PREOPERATIVE PREPARATION FOR
LAPAROSCOPIC COLON RESECTION
The day prior to surgery the patient will undergo a bowel preparation. This should not include the use of mannitol as it can increase bowel distention. The patient will receive preoperative antibiotics and have sequential compression stockings placed prior to induction of anesthesia. The patient is placed in lithotomy position for most laparoscopic colon resections. This positioning is to allow the performance of intraoperative colonoscopy in the event that the lesion cannot be identified laparoscopically, as well as the use of transanal stapling devices. A Foley catheter is placed and the abdomen insufflated.
PREOPERATIVE EVALUATION FOR
LAPAROSCOPIC HERNIA REPAIR
The preperitoneal approach to hernia repair is of advantage as it does not require violation of the peritoneum.

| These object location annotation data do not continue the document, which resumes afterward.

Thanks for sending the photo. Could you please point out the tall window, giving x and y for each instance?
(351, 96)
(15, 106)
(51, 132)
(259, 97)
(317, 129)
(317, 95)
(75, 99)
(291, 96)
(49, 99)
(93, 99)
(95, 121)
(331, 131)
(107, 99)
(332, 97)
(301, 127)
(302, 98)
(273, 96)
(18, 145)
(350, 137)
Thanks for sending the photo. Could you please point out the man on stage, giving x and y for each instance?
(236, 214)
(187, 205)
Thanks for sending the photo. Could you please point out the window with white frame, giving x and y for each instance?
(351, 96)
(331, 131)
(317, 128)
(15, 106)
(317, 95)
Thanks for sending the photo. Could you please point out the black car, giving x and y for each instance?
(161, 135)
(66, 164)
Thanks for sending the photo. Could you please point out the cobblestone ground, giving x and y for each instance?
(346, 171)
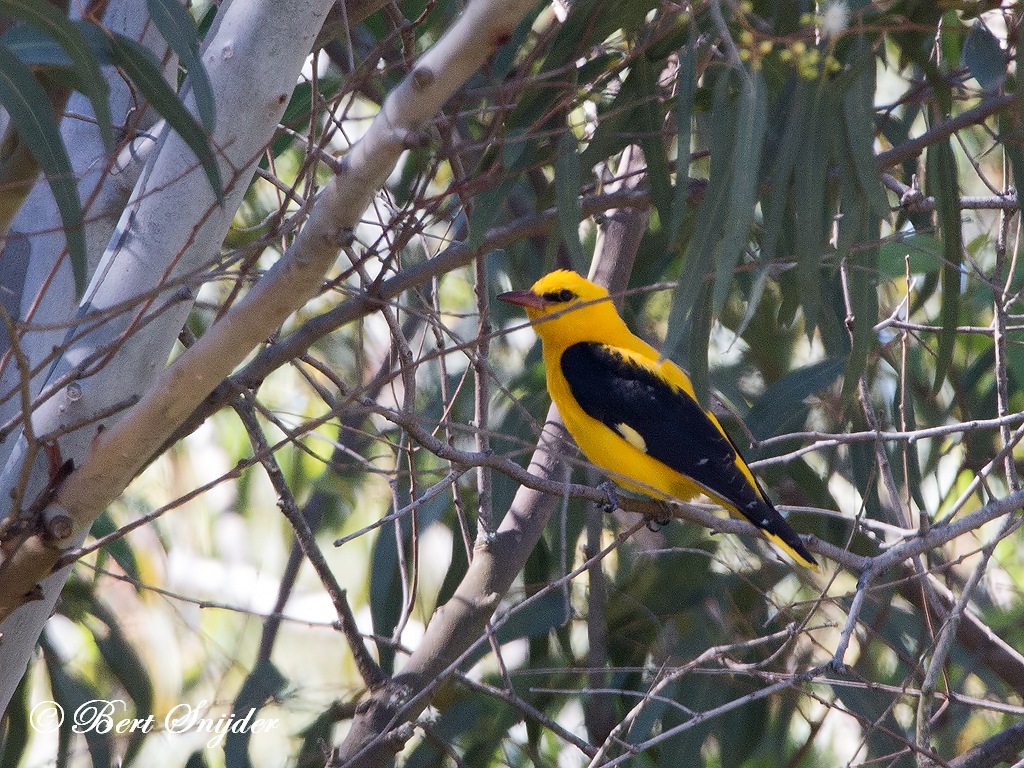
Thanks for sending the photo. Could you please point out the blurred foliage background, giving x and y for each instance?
(829, 245)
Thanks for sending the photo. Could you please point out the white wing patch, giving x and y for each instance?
(632, 436)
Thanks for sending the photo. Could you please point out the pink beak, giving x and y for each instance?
(522, 298)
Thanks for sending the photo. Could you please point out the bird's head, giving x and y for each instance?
(563, 304)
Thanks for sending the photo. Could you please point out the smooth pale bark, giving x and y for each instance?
(243, 49)
(171, 228)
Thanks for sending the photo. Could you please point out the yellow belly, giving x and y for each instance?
(624, 462)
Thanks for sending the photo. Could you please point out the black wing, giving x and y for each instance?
(675, 430)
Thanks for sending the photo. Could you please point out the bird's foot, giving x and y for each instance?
(611, 498)
(658, 521)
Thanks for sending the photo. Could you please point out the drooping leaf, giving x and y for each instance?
(700, 248)
(921, 249)
(140, 67)
(811, 177)
(90, 80)
(781, 408)
(178, 29)
(743, 184)
(983, 56)
(858, 109)
(262, 684)
(32, 115)
(942, 182)
(686, 78)
(567, 196)
(651, 120)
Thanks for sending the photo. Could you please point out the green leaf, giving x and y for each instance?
(811, 176)
(567, 197)
(907, 452)
(90, 80)
(140, 67)
(858, 109)
(697, 257)
(983, 56)
(686, 81)
(538, 619)
(14, 735)
(651, 121)
(178, 29)
(743, 184)
(72, 693)
(941, 181)
(781, 409)
(262, 684)
(32, 115)
(791, 145)
(922, 250)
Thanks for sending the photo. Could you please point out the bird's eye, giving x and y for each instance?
(559, 297)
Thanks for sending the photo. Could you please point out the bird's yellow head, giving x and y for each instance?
(566, 307)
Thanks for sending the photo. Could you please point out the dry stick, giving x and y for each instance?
(481, 399)
(119, 453)
(714, 652)
(619, 239)
(949, 629)
(406, 694)
(372, 675)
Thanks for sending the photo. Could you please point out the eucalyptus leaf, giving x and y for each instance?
(178, 29)
(31, 114)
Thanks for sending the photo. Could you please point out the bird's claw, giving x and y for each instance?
(655, 523)
(610, 503)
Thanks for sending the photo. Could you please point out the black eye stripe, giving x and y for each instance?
(559, 297)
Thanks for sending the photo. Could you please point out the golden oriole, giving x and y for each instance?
(634, 414)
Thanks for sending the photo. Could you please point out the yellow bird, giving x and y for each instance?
(634, 414)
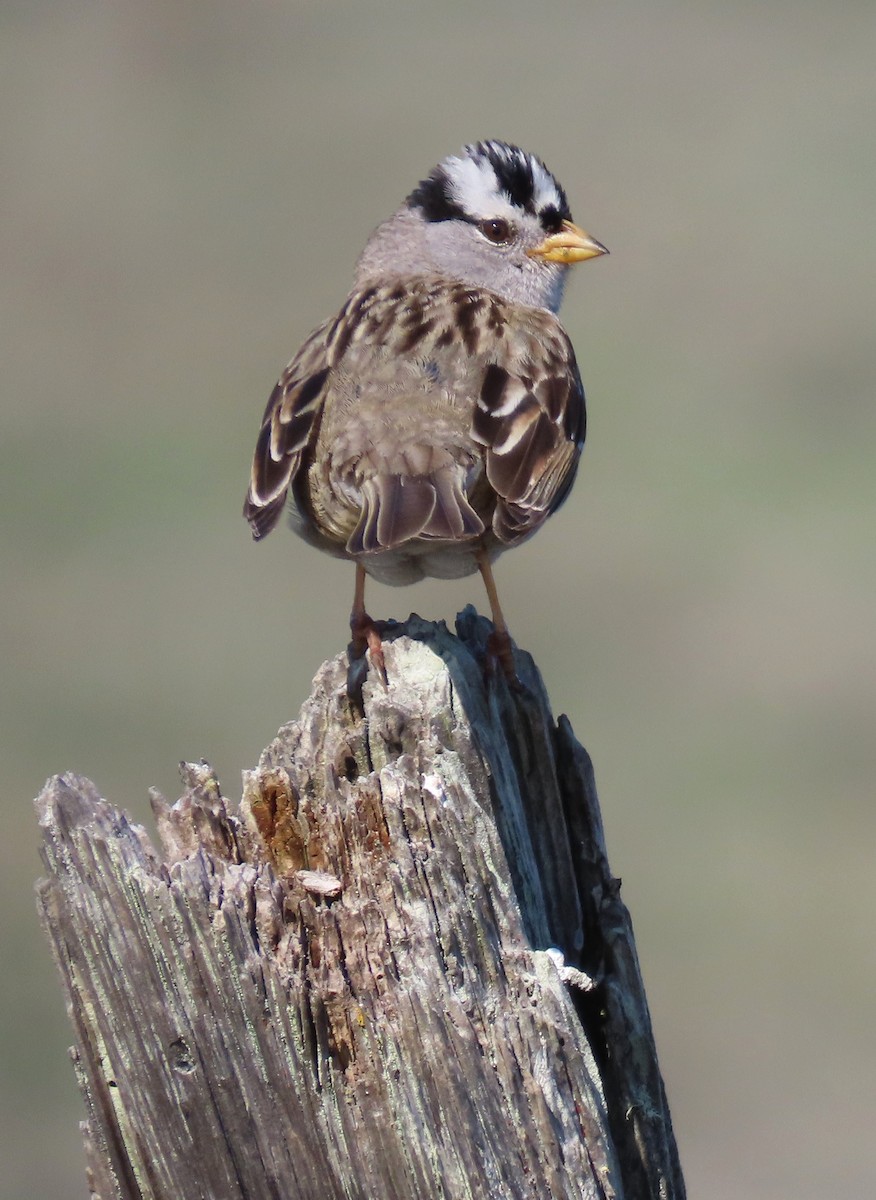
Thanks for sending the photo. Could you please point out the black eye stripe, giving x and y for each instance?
(497, 229)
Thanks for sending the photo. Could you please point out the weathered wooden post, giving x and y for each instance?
(401, 969)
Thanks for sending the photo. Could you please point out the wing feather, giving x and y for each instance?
(288, 426)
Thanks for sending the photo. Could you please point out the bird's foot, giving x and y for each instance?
(501, 651)
(366, 640)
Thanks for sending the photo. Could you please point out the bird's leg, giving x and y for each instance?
(366, 634)
(499, 642)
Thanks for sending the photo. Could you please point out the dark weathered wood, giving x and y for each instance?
(400, 970)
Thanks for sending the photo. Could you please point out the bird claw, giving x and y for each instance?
(501, 651)
(366, 641)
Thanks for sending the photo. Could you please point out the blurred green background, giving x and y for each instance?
(185, 187)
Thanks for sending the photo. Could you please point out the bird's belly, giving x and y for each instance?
(419, 559)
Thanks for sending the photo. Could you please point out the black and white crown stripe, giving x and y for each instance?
(492, 179)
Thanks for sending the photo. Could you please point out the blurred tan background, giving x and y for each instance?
(185, 187)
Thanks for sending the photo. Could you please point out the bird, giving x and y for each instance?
(438, 418)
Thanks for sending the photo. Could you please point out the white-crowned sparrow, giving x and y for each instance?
(438, 418)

It is indicated in bilateral inguinal hernias, those with hernia recurrences, and when requested specifically by the patient. However, such a patient cannot have a previous lower midline abdominal incision.
PREOPERATIVE PREPARATION FOR
LAPAROSCOPIC HERNIA REPAIR
The patient should receive preoperative antibiotics and the placement of sequential compression stockings prior to induction of anesthesia. Preoperative antibiotics are required because mesh is used in the hernia repair. Because there is no insufflation of the abdomen, a nasograstric tube is not necessary. A Foley catheter should be placed to keep the bladder decompressed during the hernia repair.

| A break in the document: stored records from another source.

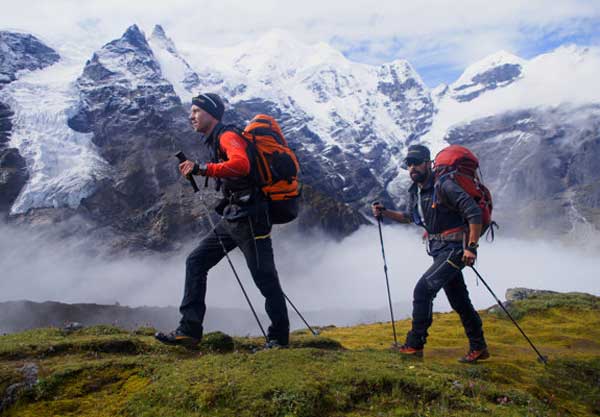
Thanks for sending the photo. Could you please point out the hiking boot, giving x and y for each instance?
(177, 338)
(275, 344)
(475, 355)
(409, 351)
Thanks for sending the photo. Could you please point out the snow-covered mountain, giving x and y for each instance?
(102, 142)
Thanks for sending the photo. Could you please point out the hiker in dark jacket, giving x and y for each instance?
(245, 225)
(452, 224)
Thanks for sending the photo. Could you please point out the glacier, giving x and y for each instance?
(63, 164)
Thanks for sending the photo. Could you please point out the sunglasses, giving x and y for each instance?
(414, 161)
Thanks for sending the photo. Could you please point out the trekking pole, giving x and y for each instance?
(387, 281)
(182, 158)
(541, 358)
(314, 332)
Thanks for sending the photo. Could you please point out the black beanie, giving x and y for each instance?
(210, 103)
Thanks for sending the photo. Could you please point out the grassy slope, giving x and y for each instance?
(103, 371)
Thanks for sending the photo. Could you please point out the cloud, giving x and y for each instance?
(316, 272)
(432, 34)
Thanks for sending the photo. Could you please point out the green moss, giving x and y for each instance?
(217, 342)
(145, 331)
(536, 303)
(343, 372)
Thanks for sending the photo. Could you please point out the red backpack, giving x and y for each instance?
(275, 167)
(459, 164)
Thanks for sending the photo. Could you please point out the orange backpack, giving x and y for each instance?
(275, 167)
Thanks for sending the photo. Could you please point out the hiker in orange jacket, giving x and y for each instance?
(245, 225)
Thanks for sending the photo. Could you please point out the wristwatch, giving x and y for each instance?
(472, 247)
(199, 169)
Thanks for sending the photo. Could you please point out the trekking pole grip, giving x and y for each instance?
(182, 158)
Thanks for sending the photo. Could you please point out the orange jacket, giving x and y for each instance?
(236, 163)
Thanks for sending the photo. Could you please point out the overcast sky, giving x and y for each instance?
(439, 38)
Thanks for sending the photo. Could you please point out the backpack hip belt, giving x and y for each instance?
(456, 234)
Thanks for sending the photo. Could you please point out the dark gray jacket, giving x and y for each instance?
(453, 208)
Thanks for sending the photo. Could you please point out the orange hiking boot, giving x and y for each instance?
(475, 355)
(409, 351)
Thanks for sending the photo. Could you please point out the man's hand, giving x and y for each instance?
(188, 168)
(378, 210)
(469, 257)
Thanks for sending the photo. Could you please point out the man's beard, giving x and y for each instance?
(419, 177)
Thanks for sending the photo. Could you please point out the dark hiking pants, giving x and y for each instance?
(255, 243)
(444, 273)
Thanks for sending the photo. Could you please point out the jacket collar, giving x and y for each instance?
(428, 184)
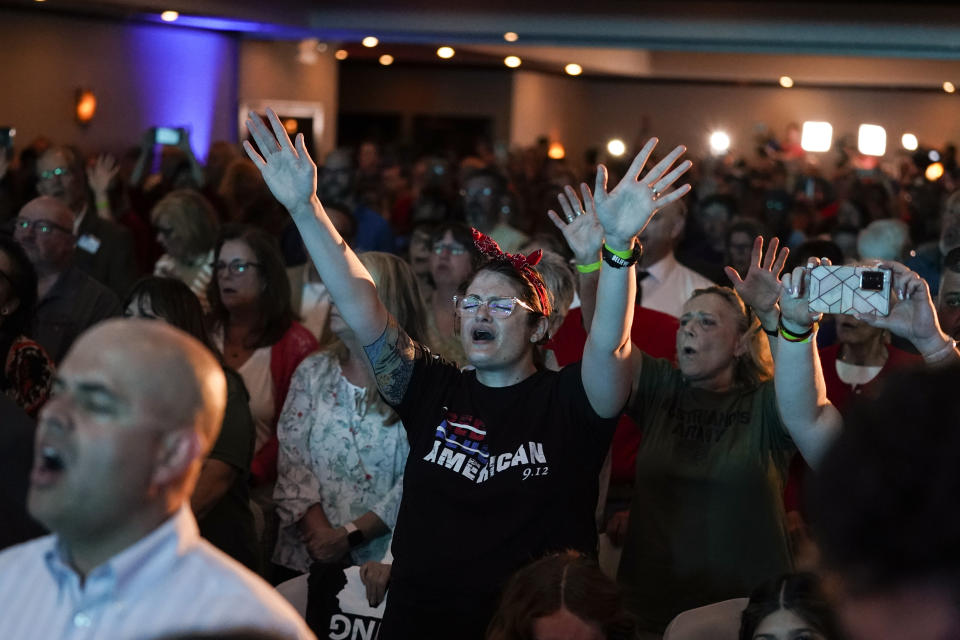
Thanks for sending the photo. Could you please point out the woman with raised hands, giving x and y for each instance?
(504, 458)
(707, 521)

PREOPERATIVE EVALUATION FOR
APPENDECTOMY
Preoperative evaluation for laparoscopic appendectomy is no different than for open appendectomy.
PREOPERATIVE PREPARATION FOR
APPENDECTOMY
All patients undergoing appendectomy should receive preoperative antibiotics. The choice of antibiotics depends on the likelihood that the appendix has ruptured prior to the start of the operation. The patients should also have sequential compression stockings placed prior to induction of anesthesia. A nasogastric tube and Foley catheter should be placed prior to insufflation of the abdomen. The nasogastric tube is necessary as these patients frequently have an ileus and have eaten in the 8 hours prior to the operation. The Foley catheter is necessary to keep the bladder decompressed and because the lower trocar is frequently placed in the suprapubic area. The positioning for insufflation of the abdomen is the same as for the other procedures.
CONCLUSION
Preoperative evaluation and preparation for laparoscopic surgery is similar to open procedures except for the specific changes required because of insufflation of the abdomen. These include evaluation of the cardiac and pulmonary status, particularly in the elderly; increased risk of aspiration due to pneumoperitoneum; decompression of the urinary bladder to allow safe placement of trocars; and the use of sequential stockings due to decreased venous return from the lower extremities probably caused by the pneumopertioneum.